A menudo se tiende a pensar que trabajar menos implica necesariamente rendir menos. Pero la experiencia de muchas empresas demuestra justo lo contrario. En países que han adoptado modelos de jornada reducida o semana laboral de cuatro días, los niveles de productividad se han mantenido estables o incluso han mejorado, mientras que el absentismo ha bajado y el bienestar ha subido. Lo que falla no es el número de horas, sino la forma en que las organizamos y el sentido que les damos. Una jornada más corta obliga a ser más eficiente, a reducir los tiempos muertos, las reuniones que podrían haber sido un correo y las cadenas interminables de tareas inconexas. Obliga a pensar mejor, y eso no es una pérdida. Es una ganancia.

Volviendo al debate de las 37,5 horas, es cierto que una jornada más corta puede ser un avance. Puede reducir el estrés, mejorar la conciliación y aumentar la satisfacción general. Pero solo si va acompañada de una reflexión profunda sobre cómo queremos estructurar el tiempo laboral. No sirve de mucho reducir la jornada si seguimos acumulando reuniones innecesarias, si seguimos midiendo por horas y no por objetivos, o si trasladamos la presión del horario al fin de semana. Es decir, no se trata de mover el problema de sitio, sino de resolverlo de raíz.

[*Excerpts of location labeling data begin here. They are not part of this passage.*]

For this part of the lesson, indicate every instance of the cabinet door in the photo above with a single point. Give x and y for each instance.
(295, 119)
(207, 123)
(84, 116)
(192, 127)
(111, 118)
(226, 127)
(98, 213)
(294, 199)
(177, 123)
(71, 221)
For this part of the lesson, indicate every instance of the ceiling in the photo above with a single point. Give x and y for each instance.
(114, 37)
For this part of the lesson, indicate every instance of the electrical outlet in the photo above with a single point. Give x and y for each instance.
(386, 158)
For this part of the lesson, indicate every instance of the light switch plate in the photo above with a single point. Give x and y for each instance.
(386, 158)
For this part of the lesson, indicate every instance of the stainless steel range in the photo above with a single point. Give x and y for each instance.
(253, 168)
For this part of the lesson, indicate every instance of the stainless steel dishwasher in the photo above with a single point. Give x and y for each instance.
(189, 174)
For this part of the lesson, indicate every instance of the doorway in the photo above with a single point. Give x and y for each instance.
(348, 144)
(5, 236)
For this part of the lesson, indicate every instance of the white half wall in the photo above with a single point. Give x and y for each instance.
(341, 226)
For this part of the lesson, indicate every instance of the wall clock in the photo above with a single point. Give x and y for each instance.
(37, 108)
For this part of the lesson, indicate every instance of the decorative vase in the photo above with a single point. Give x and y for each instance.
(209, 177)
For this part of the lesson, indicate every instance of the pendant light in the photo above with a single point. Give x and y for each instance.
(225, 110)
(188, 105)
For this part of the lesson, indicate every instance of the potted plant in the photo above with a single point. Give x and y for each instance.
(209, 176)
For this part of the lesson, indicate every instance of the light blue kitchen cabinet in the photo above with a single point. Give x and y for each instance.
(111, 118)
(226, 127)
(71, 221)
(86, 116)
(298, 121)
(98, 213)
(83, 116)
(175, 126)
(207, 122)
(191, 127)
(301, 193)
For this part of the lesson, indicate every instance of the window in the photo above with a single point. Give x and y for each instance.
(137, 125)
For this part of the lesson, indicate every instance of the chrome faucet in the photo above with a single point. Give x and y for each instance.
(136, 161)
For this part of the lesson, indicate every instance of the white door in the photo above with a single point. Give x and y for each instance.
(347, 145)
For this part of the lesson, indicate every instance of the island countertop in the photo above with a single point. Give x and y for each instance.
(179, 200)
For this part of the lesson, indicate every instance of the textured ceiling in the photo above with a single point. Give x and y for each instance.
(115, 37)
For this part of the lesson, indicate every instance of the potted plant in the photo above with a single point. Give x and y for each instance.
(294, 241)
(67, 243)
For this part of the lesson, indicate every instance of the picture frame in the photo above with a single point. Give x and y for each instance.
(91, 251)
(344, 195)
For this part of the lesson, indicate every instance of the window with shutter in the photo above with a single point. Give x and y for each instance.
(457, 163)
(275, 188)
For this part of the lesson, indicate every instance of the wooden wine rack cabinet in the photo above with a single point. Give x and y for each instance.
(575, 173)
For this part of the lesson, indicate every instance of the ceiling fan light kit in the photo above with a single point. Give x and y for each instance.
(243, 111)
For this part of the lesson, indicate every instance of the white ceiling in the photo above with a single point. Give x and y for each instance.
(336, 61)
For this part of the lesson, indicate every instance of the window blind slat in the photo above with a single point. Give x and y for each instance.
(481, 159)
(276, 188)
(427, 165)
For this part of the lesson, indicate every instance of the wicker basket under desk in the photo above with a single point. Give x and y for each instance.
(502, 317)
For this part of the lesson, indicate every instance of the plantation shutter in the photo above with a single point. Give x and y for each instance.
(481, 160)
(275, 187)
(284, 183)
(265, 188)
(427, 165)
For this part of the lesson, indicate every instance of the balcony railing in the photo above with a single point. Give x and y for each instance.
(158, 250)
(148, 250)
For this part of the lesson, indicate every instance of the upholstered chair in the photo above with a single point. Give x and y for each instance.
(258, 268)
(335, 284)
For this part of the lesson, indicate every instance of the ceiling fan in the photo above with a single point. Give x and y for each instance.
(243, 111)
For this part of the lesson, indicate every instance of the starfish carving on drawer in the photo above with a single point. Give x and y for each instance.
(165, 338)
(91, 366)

El futuro del trabajo no se decide en una reforma puntual, ni en una medida concreta. Se decide en la actitud con la que las empresas afrontan este cambio. ¿Queremos personas más descansadas, motivadas y creativas? ¿Queremos líderes que inspiren y no agoten? ¿Queremos organizaciones que dejen de exprimir el tiempo como un recurso ilimitado y empiecen a tratarlo como lo que es: un bien valioso y finito? Si la respuesta es sí, entonces empecemos por revisar nuestras propias creencias sobre el trabajo y el tiempo. Preguntémonos si estamos diseñando entornos laborales donde las personas puedan dar lo mejor de sí sin tener que renunciar a su vida personal, a su salud o a su equilibrio emocional.

Trabajar menos no es una amenaza. Es una oportunidad. Es el momento de pasar del presentismo al sentido común, de la desconfianza a la corresponsabilidad, del control a la colaboración. No se trata solo de ajustar el reloj, sino de rediseñar el tiempo. Y en ese camino, los líderes, las empresas y los departamentos de RR. HH. tienen un papel decisivo. Porque el futuro no se improvisa. Se construye. Y empieza, precisamente, por replantearnos cómo queremos que sea el tiempo que dedicamos a trabajar.